Juan Carlos Villalonga y Andrea Heinz (*)

La eficiencia energética es una protagonista clave a la hora de desarrollar la transición energética que el mundo y nuestro país deben realizar durante las próximas décadas ante la amenaza del calentamiento global. El objetivo es ir remplazando los combustibles fósiles por fuentes de energía renovables y avanzar en el ahorro energético.

A través de políticas de eficiencia energética se procura hacer un uso inteligente y responsable de la energía antes que aumentar la generación. Toda acción que promueva la eficiencia en el consumo implica menor requerimiento de recursos energéticos, menos inversión en generación y distribución y un ahorro económico por parte de los usuarios finales, sean domiciliarios, industriales o comerciales. Este ahorro económico contribuye a su vez a la mejora de la productividad de los distintos sectores y de la calidad de vida de los ciudadanos.

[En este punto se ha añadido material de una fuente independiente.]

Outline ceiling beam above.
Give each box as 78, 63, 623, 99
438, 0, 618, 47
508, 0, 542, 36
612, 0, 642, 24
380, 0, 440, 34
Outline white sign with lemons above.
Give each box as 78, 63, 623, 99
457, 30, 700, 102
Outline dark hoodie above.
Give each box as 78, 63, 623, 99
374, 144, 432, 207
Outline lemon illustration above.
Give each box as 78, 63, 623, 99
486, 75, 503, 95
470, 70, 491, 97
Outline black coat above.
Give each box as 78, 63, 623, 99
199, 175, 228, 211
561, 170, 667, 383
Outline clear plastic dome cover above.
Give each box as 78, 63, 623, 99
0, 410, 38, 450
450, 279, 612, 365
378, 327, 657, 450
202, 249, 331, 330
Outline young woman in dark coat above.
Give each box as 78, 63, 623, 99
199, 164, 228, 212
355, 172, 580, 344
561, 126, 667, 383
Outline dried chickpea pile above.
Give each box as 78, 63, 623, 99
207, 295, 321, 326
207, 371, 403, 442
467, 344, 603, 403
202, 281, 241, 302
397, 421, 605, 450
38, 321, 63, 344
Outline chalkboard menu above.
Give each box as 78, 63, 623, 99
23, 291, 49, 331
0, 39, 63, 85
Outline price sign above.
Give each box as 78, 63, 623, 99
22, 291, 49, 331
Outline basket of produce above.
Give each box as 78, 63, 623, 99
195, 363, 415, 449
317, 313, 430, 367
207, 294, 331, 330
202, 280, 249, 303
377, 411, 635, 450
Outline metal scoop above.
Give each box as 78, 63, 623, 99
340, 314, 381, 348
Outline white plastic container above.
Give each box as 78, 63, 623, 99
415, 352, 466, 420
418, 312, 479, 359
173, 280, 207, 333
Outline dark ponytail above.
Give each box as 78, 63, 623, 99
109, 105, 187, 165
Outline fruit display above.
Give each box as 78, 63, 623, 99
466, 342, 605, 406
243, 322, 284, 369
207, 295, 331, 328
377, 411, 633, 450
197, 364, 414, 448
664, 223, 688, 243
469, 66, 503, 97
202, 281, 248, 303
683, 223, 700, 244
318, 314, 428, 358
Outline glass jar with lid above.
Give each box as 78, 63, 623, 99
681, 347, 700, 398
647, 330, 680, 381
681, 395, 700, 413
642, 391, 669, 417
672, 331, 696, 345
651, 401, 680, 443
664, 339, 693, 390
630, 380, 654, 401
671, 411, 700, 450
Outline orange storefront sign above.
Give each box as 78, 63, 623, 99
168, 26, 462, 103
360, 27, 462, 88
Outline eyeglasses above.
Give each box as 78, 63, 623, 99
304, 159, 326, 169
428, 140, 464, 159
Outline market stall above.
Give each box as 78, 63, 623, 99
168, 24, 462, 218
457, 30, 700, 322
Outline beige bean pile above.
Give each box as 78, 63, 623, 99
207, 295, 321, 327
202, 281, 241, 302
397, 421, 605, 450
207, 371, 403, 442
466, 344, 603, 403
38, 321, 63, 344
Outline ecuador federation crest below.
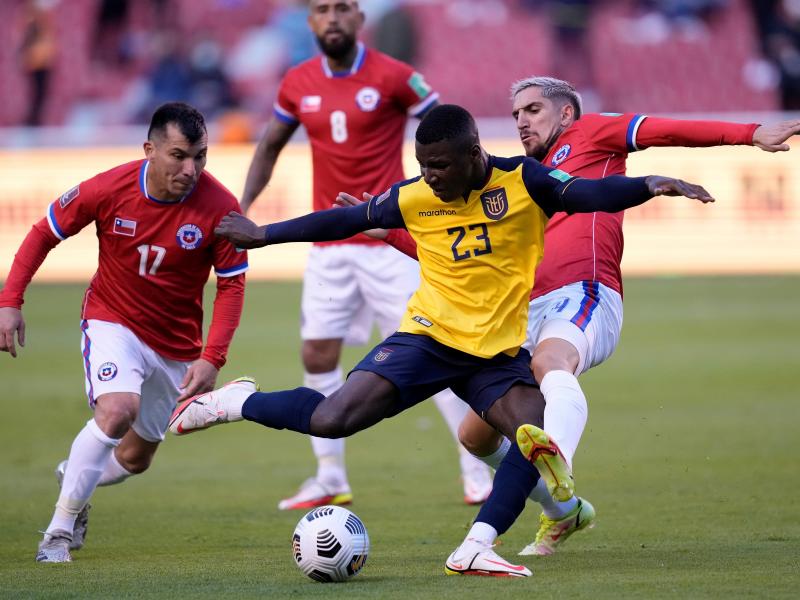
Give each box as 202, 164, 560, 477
481, 188, 508, 221
175, 223, 203, 250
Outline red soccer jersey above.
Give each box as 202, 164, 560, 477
35, 160, 247, 361
274, 43, 438, 244
531, 114, 758, 299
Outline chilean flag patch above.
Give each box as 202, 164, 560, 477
114, 217, 136, 237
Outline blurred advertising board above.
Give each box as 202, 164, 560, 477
0, 139, 800, 281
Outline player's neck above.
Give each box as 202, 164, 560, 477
144, 169, 185, 203
325, 43, 358, 73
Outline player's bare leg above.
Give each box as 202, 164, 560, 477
278, 339, 353, 510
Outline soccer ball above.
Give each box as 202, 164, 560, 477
292, 506, 369, 583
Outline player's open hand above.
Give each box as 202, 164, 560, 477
0, 306, 25, 358
753, 119, 800, 152
214, 210, 267, 248
177, 358, 219, 402
645, 175, 714, 204
334, 192, 389, 240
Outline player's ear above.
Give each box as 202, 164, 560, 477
561, 102, 575, 127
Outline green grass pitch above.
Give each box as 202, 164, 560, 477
0, 277, 800, 599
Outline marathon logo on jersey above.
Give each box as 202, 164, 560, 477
175, 223, 203, 250
417, 208, 458, 217
481, 188, 508, 221
300, 96, 322, 112
550, 144, 572, 167
58, 185, 81, 208
411, 315, 433, 327
113, 217, 136, 237
97, 363, 117, 381
356, 87, 381, 112
372, 348, 394, 362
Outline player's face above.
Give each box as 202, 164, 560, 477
308, 0, 364, 59
144, 123, 208, 200
416, 140, 480, 202
511, 86, 575, 160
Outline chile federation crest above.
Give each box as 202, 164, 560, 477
175, 223, 203, 250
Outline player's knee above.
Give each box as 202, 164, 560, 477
301, 340, 339, 373
116, 449, 153, 475
458, 419, 500, 456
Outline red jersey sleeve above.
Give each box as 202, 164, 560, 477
392, 61, 439, 117
577, 113, 647, 154
636, 117, 759, 148
272, 69, 300, 124
47, 177, 98, 240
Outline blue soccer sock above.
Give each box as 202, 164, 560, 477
475, 444, 539, 535
242, 387, 325, 433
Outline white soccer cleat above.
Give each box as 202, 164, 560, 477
56, 460, 92, 550
444, 538, 533, 577
169, 377, 258, 435
278, 477, 353, 510
36, 529, 72, 562
461, 463, 492, 506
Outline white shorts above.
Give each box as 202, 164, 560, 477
81, 319, 191, 442
523, 281, 622, 375
300, 244, 419, 345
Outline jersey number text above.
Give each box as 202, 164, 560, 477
447, 223, 492, 260
136, 244, 167, 277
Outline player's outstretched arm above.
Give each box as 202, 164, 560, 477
0, 306, 25, 358
645, 175, 714, 204
334, 192, 389, 240
214, 202, 376, 248
177, 358, 219, 402
753, 119, 800, 152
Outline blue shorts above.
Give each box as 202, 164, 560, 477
351, 332, 539, 416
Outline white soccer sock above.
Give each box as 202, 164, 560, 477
433, 389, 485, 475
464, 521, 497, 546
528, 477, 578, 519
47, 419, 120, 533
303, 367, 347, 488
478, 436, 511, 471
97, 452, 133, 486
539, 371, 589, 468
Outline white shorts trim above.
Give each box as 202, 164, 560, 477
523, 281, 622, 375
81, 319, 191, 442
300, 244, 419, 345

En Argentina recién empezamos a hablar con mayor seriedad sobre la eficiencia energética. Esto sucede, entre otras razones, porque al comenzar a reflejar el costo real por la energía que consumimos, realizar inversiones para hacer un uso racional de la misma pasa a tener mayor sentido.

Uno de los aspectos centrales en materia de eficiencia energética es el acceso a tecnologías y equipamiento más eficientes. El etiquetado de electrodomésticos es una guía útil para el consumidor. También es muy importante que aceleremos el ingreso en el mercado de las mejores tecnologías disponibles y retirar aquellos dispositivos menos eficientes.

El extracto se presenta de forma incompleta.